Signals in Natural Domain
Chapter 3 :  Discrete-Time Systems
 
Linearity :
This is an important property of the system. We will see later that if we have system which is linear and time invariant then it has a very compact representation. A linear system possesses the important property of superposition: if an input consists of weighted sum of several signals, the nthe output is also weighted sum of the responses of the system to each of those input signals. Mathematically let $ \{y_1[n]\}$ be the response of the system to the input $ \{x_1[n]\}$ and let $ \{y_2[n]\}$ be the response of the system to the input. Then the system is linear if:
Additivity: The response to $ \{x_[n]\}+\{x_2[n]\}$ is $ \{y_1[n]\}+\{y_2[n]\}$
Homogeneity: The response to $ a\{x_1[n]\}$ is $ a\{y_1[n]\}$, where $ a$ is any real number if we are considering only real signals and $ a$ is any complex number if we are considering complex valued signals.

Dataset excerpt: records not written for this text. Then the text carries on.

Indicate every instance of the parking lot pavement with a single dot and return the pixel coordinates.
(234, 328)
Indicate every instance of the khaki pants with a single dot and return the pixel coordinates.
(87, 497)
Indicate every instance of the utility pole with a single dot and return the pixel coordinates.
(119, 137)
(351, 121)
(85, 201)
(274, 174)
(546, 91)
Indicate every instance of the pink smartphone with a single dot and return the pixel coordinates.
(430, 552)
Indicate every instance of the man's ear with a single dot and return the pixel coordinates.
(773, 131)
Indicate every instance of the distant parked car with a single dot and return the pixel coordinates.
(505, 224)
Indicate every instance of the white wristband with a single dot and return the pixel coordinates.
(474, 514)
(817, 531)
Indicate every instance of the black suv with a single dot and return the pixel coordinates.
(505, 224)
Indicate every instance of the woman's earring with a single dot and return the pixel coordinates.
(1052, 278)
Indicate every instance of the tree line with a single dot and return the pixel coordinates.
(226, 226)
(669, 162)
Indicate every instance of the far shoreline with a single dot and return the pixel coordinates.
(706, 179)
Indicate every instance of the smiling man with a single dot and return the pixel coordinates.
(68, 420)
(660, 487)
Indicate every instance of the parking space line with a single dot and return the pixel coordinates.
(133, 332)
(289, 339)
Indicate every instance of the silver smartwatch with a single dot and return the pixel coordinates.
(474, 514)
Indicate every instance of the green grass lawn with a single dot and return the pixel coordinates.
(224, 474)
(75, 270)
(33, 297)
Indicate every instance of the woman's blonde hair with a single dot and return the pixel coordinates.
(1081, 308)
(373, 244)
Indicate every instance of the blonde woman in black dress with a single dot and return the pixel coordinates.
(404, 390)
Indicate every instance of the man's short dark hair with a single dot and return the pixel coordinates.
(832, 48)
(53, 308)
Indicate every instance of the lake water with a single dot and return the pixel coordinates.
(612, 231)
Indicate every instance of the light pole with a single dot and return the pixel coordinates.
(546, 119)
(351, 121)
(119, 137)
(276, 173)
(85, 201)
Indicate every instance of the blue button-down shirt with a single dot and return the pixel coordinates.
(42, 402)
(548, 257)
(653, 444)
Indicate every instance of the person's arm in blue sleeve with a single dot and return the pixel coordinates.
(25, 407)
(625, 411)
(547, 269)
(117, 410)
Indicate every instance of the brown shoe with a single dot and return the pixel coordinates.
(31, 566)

Continuity: Let us consider $ \{x_1[n]\},\{x_2[n]\},...\{x_k[n]\}...$ be countably infinite number of signals such that

$\displaystyle \lim\limits_{k\rightarrow\infty}\{x_k[n]\}=\{x[n]\}$

Let the corresponding output signals be denoted by $ \{y_n[n]\}$ and $ \lim\limits_{k \rightarrow \infty}\{y_n[n]\}=\{y[n]\}$
We say that system posseses the continuity property if the response of the system to the limiting input $ \{x[n]\}$ is limit of the responses.
$\displaystyle T(\lim\limits_{k\rightarrow \infty}\{x_k[n]\})=\lim\limits_{k\rightarrow
\infty}T(\{X_k[n]\})$
The additivity and continuity properties can be replaced by requiring that system is additive for countably infinite number of signals i.e. response to
$ \{x_1[n]\}+\{x_2[n]\}+...+\{x_n[n]\}+...\qquad$        is      $ \{y_1[n]\}+\{y_2[n]\}+...+\{y_k[n]\}+....$
Most of the books do not mention the continuity property. They state only finite additivity and homogeneity. But from finite additivity we can not deduce countable additivity. This distinction becomes very important in continuous time systems.

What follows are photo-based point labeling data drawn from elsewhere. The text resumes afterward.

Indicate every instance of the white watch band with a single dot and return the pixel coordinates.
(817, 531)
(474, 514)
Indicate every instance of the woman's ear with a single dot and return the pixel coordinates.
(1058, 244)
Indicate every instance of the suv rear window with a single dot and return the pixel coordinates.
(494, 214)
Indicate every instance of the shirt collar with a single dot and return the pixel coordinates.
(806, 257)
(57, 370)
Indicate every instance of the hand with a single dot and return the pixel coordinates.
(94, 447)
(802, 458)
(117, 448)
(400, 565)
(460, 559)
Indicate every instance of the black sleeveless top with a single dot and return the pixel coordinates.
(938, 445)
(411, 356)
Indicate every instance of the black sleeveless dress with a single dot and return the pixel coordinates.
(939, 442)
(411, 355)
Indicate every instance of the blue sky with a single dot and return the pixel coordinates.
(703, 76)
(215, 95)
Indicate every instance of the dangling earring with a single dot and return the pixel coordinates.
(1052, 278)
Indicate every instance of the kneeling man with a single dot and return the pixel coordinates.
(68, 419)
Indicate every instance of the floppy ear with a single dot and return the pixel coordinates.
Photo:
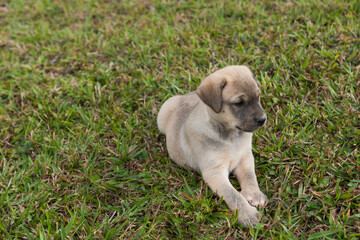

A system can be linear without being time invariant and it can be time invariant without being linear. If a system is linear, an all zero input sequence will produce a all zero output sequence. Let $ \{0\}$ denote the all zero sequence, then. If $ T(\{x[n]\}=\{y[n]\})$ then by homogeneity property
$ T(0.\{x[n]\})=0.\{y[n]\}$
or,   $\displaystyle T(\{0\})=\{0\}$
Consider the system defined by     $\displaystyle y[n]=2x[n]+3$

This system is not linear. This can be verified in several ways. If the input is all zero sequence $ \{0\}$, the output is not an all zero sequence. Although the defining equation is a linear equation is x and y the system is nonlinear. The output of this system can be represented as sum of a linear system and another signal equal to the zero input response. In this case the linear system is
$\displaystyle y[n]=2x[n]$
and the zero-input response is                $\displaystyle y_0[n]=3$    for all n
Such systems correspond to the class of incrementally linear system. System is linear in term of differnce signal i.e if we define $ \{x_d[n]\}=\{x_1[n]\}-\{X_2[n]\}$ and. Then in terms of $ \{x_d[n]\}$ and $ \{y_d[n]\}$ the system is linear.